Is the RBI paying too much dividend?
Is the RBI paying too much dividend?: The central bank is undercapitalised; it should reconsider these payouts to the Government. Risky foreign assets are a problem...
Excerpts:
"What are the implications of this trend for the RBI’s own capital needs? For a variety of reasons, chief being providing exchange rate guarantee for free on FCNR deposits, the RBI’s capital stood significantly depleted in the early 1990s. In response, a policy decision was taken in 1997 to retain a good portion of the RBI’s profit each year till the ratio of its internal reserves (Contingency Fund and Asset Development Fund) reached 12 per cent of its assets. In the case of the RBI, its internal reserves are almost identical with its usable equity (equity that can be freely used to meet any kind of financial loss), since the other components, like paid-in capital, are insignificantly small.

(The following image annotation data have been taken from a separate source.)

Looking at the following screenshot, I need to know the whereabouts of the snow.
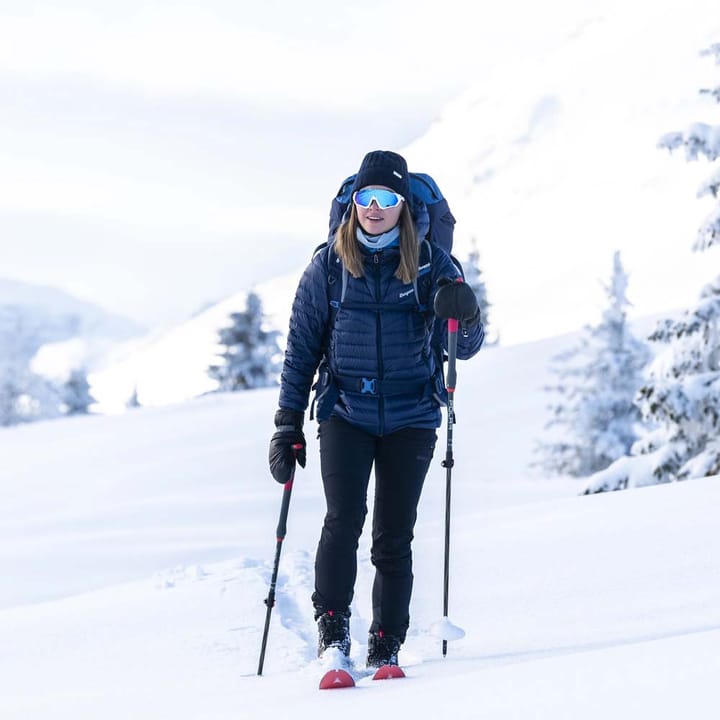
[0,337,720,720]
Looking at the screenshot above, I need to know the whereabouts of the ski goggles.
[353,188,405,210]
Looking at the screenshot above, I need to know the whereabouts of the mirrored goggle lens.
[353,188,405,210]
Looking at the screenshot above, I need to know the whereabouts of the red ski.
[320,670,355,690]
[373,665,405,680]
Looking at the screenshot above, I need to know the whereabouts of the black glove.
[269,408,307,485]
[435,278,480,327]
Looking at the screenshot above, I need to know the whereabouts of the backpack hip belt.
[333,375,431,396]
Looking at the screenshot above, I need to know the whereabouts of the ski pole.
[258,444,302,675]
[442,318,458,657]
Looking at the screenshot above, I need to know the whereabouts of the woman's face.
[355,185,403,235]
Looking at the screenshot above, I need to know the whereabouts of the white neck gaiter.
[356,225,400,252]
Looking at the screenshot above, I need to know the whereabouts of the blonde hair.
[335,203,420,283]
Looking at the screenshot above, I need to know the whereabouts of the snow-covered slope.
[0,338,720,720]
[90,268,300,412]
[0,278,143,380]
[404,0,720,342]
[0,278,142,340]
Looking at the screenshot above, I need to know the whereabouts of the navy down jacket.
[279,245,484,435]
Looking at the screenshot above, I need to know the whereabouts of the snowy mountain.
[0,337,720,720]
[0,278,142,340]
[0,278,142,379]
[403,0,720,342]
[90,268,300,412]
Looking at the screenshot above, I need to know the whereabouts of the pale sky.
[0,0,606,332]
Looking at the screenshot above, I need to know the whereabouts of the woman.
[270,150,483,667]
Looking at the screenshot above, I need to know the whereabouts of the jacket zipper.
[373,250,385,435]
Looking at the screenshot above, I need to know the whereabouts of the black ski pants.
[312,417,437,641]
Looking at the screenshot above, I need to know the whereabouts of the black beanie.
[352,150,411,203]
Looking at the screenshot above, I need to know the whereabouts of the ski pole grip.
[445,318,458,392]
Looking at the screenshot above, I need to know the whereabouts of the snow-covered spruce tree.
[535,252,650,477]
[585,43,720,493]
[0,306,60,427]
[208,292,280,391]
[463,238,491,335]
[61,368,96,415]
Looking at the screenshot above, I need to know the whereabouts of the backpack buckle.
[360,378,377,395]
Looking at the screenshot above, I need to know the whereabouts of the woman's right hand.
[268,408,307,485]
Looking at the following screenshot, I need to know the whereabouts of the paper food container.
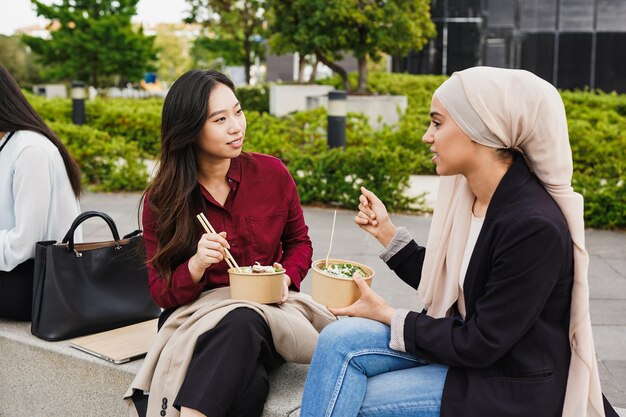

Pursuance of this approach yielded good results. The ratio of internal reserves to total assets rose steadily, exceeding 12 per cent in 2009-10 and remaining close to 12 per cent in the following year. It fell in the subsequent years and currently it is at 7.5 per cent. The last three years have witnessed a sharp reversal of the strength of the usable equity of the RBI."
This is what Raghuram
Rajan said at St Stephen’s College, New Delhi on September 3, 2016:
“How does the RBI
generate surplus profits? We, of course, print the currency held by the public,
as well as issue deposits (i.e. reserves) to commercial banks. Those are our
fixed liabilities. As we issue these liabilities, we buy financial assets from
the market. We do not pay interest on our liabilities. However the financial
assets we hold, typically domestic and foreign government bonds, do pay
interest. So we generate a large net interest income simply because we pay
nothing on virtually all our liabilities. Our total costs, largely for currency
printing and banker commissions, amount to only about 1/7th of our total net
interest income. So we earn a large surplus profit because of the RBI’s role as
the manager of the country’s currency. This belongs entirely to the country’s
citizens. 3 Therefore, after setting aside what is needed to be retained as
equity capital to maintain the creditworthiness of the RBI, the RBI Board pays
out the remaining surplus to the RBI’s owner, the Government. The RBI Board has
decided it wants the RBI to have an international AAA rating so that RBI can
undertake international transactions easily, even when the Government is in
perceived difficulty – in the midst of the Taper Tantrum, no bank questioned
our ability to deliver on the FCNR(B) swaps, even though the liability could
have been tens of thousands of crores. Based on sophisticated risk analysis by
the RBI’s staff, the Board has decided in the last three years that the RBI’s
equity position, currently around 10 lakh crores, is enough for the purpose. It
therefore has paid out the entire surplus generated to the Government,
amounting to about Rs 66,000 crores each in the last two years, without holding
anything back. This is of the order of magnitude of the dividends paid by the
entire public sector to the Government. In my three years at the RBI, we have
paid almost as much dividend to the government as in the entire previous
decade. Yet some suggest we should pay more, a special dividend over and above
the surplus we generate. Even if it were legally possible to pay unrealized
surplus (it is not), and even if the Board were convinced a higher dividend
would not compromise the creditworthiness of the RBI, there is a more
fundamental economic reason why a special dividend would not help the
Government with its budgetary constraints. Here’s why: Much of the surplus we
make comes from the interest we get on government assets or from the capital
gains we make off other market participants. When we pay this to the government
as dividends, we are putting back into the system the money we made from it –
there is no additional money printing or reserve creation involved.2 But when
we pay a special dividend to the government, we have to create additional
permanent reserves, or more colloquially, print money. Every year, we have in
mind a growth rate of permanent reserves consistent with the economy’s cash
needs and our inflation goals. Given that budgeted growth rate, to accommodate
the special dividend we will have to withdraw an equivalent amount of money
from the public by selling government bonds in our portfolio (or alternatively,
doing fewer open market purchases than we budgeted).”